Atmospheric methane (CH4) and carbon dioxide (CO2) concentration have been increasing during the last several centuries due to changes in agricultural practices and other anthropogenic activities. Both greenhouse gases (GHGs), have a significant impact on the Earth's radiative balance. GHG effluxes of CH4 and CO2 were measured in a warm Mediterranean wetland in south of Spain. The dominant vegetation cover at the site was by common reed (Phragmites australis) and the measurements were done during short measurement campaign in early autumn 2015. Gas-flux measurements were carried out applying two methods, the eddy covariance (EC) technique and the chamber method (CM).

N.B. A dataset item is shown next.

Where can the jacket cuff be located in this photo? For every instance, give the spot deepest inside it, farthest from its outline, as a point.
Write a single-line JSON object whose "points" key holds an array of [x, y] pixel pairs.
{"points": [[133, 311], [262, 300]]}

These two methods representing different ecosystem subsets, with EC representing the plant/ecosystem subset and CM representing the water/soil subset. In our measurement campaigns using CM, CH4 emissions ranged from 7.2 to 17.7 mg CH4-C m−2 d−1 and CO2 emissions from 0.53 to 1.27 g CO2-C m−2 d−1. When using EC, the average fluxes of CH4 and CO2 were 31.4 mg CH4-C m−2 d−1 and 1.32 g CO2-C m−2 d−1, respectively. Relationships between gas fluxes (CO2 and CH4) measured by the EC method were quite closely correlated with photosynthetically active solar radiation. Our results showed higher CO2 carbon released from the water/soil ecosystem subset in comparison to plants subset. On the other hand, the estimated CH4 carbon balance for the plant/ecosystem subset was about twice that of the water/soil ecosystem subset. Overall, we showed that EC and CM methods cover different areas making EC advantageous for integrated measurements over larger areas, while the CM approach is suitable for local and spatially well constrained flux measurements. Hence, EC and CM methods should be seen as complementary rather than fully comparable methods.